JAWS includes most of the settings you want to check out in the Settings Center. Press Insert + f2 and locate the Settings Center. Press Enter on it to open it.

As soon as it opens, press CTRL + shift+ d, to ensure you are changing the default settings or global settings. Typically JAWS opens the Settings Center to whatever application you have opened in the foreground if that application exists in its list of supported applications.

As Lucy mentioned, all of your JAWS settings are located in,
%USERPROFILE%AppDataRoamingFreedom ScientificJAWS18.0Settings
There are 2 folders there. The ENU folder contains app settings and that's where your default and custom settings for apps will be located.

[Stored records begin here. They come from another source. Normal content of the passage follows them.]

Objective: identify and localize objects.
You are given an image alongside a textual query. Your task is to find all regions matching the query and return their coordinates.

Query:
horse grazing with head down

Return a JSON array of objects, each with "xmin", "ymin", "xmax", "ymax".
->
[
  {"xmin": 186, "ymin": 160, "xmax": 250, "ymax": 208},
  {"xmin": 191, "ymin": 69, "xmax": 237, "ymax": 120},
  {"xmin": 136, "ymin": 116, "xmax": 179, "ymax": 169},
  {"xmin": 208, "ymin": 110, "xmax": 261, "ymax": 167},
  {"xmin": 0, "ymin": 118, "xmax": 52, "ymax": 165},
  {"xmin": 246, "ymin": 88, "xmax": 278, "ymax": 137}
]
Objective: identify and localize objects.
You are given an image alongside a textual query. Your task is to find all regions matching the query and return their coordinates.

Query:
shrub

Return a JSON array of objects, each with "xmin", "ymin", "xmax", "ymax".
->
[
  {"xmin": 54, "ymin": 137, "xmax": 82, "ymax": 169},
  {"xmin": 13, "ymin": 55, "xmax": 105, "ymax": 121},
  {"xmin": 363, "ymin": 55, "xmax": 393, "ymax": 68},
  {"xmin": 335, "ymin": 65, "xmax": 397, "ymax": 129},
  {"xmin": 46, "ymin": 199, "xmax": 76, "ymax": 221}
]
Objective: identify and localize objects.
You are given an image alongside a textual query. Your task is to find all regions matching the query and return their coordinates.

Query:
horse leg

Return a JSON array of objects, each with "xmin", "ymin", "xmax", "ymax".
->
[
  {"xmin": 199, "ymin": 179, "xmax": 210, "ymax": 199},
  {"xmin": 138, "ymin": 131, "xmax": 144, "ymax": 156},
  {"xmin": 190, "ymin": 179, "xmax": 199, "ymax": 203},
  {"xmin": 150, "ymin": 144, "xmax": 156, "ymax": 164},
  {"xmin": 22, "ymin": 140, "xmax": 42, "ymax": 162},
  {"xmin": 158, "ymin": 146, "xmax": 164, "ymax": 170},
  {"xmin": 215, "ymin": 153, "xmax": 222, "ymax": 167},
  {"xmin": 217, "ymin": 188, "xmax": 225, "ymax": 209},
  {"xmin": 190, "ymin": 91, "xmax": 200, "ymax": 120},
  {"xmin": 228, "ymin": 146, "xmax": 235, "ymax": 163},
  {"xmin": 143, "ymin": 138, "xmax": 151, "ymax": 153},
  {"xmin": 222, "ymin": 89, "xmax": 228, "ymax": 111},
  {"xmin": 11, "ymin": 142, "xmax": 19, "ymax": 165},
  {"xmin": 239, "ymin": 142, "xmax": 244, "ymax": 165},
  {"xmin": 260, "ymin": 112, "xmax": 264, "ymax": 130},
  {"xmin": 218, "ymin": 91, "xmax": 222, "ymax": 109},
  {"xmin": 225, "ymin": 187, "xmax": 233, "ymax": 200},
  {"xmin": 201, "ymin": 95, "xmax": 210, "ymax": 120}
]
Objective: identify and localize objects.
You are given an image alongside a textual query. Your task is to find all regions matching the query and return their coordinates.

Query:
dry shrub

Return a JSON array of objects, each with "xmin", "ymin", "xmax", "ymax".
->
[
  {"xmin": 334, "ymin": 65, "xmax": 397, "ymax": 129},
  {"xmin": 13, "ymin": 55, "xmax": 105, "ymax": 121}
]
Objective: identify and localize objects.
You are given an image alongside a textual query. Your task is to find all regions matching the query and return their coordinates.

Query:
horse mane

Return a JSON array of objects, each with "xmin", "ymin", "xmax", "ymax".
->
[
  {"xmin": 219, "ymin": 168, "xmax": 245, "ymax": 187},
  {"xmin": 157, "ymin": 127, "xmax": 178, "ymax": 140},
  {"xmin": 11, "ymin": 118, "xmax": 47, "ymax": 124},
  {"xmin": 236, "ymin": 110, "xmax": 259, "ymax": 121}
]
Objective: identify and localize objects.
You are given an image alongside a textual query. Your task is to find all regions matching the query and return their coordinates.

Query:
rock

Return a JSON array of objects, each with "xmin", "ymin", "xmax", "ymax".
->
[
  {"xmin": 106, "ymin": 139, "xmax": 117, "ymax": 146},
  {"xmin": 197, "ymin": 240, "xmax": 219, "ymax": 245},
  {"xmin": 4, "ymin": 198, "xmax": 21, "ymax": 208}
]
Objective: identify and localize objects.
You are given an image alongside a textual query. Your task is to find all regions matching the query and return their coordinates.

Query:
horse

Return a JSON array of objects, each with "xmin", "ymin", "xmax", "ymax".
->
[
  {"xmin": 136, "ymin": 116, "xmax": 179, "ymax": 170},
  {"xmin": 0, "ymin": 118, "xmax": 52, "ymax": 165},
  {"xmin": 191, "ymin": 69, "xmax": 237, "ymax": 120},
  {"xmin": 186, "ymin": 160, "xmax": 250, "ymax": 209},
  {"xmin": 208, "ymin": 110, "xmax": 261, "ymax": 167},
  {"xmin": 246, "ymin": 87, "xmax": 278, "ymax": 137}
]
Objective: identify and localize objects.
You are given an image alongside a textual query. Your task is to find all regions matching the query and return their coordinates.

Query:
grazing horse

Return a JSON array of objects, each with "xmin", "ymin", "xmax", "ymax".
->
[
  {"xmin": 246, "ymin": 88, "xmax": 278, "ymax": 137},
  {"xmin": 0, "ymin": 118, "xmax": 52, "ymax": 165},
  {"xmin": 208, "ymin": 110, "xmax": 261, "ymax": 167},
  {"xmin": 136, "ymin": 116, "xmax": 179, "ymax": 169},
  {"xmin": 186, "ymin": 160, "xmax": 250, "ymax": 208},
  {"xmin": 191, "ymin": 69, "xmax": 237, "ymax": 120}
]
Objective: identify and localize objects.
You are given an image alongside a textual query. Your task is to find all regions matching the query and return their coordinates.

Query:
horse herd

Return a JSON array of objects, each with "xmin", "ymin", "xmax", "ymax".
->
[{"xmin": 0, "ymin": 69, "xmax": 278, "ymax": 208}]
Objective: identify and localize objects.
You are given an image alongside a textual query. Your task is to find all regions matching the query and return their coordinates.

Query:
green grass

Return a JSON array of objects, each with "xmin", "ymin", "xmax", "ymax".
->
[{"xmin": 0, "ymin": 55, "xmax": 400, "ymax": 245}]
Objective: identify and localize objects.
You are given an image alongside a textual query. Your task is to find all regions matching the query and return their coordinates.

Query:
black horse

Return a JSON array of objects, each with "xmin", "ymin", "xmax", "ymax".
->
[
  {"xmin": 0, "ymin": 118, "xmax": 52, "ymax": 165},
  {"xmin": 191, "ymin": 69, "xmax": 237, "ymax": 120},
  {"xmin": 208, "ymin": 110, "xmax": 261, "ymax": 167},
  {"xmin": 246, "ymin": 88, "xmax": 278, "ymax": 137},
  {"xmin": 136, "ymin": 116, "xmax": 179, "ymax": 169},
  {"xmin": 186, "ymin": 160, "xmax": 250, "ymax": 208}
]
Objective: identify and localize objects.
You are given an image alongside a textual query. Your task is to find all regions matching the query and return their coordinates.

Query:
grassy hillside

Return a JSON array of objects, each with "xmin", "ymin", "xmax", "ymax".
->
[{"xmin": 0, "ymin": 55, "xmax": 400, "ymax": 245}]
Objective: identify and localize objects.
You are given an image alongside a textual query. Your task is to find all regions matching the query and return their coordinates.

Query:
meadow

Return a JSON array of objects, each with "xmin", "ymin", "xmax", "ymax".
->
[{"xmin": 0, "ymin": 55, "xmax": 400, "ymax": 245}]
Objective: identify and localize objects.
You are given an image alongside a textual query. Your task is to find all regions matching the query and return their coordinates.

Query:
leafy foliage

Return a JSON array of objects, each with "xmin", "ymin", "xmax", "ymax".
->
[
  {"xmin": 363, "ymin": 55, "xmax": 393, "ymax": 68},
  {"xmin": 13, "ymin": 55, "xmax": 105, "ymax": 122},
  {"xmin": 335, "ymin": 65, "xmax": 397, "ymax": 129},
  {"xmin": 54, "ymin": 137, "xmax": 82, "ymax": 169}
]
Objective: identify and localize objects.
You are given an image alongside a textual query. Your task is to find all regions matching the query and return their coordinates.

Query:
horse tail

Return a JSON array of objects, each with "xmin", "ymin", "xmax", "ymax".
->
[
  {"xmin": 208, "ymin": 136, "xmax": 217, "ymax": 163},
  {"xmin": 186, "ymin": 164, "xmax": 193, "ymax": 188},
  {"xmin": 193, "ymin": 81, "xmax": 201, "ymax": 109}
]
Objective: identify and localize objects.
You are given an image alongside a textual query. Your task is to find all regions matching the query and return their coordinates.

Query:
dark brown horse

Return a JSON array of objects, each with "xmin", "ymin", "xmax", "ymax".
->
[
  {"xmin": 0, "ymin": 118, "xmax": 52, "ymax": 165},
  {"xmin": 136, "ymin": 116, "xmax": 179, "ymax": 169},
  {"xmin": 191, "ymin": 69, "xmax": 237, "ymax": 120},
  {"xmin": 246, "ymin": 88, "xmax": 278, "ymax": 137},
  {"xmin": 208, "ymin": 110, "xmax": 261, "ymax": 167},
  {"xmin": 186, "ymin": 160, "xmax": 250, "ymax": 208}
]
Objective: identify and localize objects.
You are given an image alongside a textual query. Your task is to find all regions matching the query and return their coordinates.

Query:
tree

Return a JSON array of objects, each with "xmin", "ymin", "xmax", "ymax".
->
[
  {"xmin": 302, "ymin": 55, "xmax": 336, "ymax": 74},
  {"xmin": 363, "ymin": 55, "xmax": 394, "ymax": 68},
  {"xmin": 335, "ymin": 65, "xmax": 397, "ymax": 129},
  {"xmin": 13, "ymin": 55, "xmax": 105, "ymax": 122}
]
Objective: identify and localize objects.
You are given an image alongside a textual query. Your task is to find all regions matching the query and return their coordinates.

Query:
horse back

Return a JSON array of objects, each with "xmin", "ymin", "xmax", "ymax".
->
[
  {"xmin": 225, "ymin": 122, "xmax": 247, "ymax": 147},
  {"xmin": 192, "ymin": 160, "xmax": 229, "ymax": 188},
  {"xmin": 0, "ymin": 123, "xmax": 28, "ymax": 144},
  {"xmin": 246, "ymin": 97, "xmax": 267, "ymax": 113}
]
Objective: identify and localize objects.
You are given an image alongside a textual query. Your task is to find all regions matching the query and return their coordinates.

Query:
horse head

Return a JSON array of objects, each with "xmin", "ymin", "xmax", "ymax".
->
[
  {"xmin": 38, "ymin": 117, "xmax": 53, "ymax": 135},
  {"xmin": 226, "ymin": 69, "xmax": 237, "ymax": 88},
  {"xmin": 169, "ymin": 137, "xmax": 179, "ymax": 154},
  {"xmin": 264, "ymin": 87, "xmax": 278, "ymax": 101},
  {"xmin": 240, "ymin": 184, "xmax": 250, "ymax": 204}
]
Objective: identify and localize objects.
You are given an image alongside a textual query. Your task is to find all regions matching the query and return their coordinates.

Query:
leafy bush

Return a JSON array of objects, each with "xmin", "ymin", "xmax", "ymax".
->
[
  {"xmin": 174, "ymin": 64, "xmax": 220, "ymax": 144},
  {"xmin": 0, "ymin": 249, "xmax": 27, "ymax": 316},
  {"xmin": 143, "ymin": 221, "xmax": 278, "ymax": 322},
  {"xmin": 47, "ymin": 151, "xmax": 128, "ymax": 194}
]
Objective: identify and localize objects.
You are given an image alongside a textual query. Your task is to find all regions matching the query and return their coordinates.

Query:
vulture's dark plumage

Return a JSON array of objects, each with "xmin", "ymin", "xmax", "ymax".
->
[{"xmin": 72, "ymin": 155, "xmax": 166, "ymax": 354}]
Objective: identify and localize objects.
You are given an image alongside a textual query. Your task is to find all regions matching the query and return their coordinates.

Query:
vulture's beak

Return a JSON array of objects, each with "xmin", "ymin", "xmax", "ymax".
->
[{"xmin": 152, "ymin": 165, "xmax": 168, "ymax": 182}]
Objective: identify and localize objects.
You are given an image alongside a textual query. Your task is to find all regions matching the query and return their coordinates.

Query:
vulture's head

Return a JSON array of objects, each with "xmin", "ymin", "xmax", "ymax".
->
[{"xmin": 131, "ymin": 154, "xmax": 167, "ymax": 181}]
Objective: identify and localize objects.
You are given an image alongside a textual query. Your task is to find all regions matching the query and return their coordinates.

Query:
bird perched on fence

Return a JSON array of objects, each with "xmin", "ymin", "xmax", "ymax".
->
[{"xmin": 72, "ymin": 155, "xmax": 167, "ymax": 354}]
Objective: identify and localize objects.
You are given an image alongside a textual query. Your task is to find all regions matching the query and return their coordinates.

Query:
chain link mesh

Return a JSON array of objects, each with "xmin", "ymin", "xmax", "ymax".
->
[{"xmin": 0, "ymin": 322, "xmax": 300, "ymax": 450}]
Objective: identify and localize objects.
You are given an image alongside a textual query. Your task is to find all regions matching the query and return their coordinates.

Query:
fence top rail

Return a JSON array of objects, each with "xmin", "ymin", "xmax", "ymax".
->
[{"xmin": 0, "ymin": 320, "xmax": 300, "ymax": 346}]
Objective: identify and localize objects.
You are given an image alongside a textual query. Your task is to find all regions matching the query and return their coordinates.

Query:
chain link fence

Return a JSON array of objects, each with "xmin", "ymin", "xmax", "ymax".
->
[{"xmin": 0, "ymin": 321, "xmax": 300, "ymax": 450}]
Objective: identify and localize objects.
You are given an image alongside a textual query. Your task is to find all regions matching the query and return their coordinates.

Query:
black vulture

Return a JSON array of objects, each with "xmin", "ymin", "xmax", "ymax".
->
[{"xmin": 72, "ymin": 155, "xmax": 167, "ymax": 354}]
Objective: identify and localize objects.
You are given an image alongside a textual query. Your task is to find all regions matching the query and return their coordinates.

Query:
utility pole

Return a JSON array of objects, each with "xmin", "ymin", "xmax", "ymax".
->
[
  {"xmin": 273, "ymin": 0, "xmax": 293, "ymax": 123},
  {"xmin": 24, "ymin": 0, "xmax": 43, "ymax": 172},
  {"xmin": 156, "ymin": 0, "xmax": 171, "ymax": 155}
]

The VoiceProfiles folder contains the various profiles you have customized for the JAWS cursors and speech rate, etc.

I have yet to find a location in JAWS that talks about ARIA. That is in the JAWS application itself. I typically review the enhancements from the download page to find out what JAWS is now supporting or I read the What's New topic in the help menu. The latter only works for major upgrades and not for updates like the one release this week, which fixed most of the MSWord 2016 issues I was facing.

To run JAWS in default mode, as lucy mentioned, you have to unload JAWS from memory first.
Open the Run dialog using Windows key + r
Type what's in the quotes always substituting the JAWS version you are using where the major number exists, "JAWS18 /default"
Press Enter and JAWS will load the default settings and continue to use them until you quit JAWS.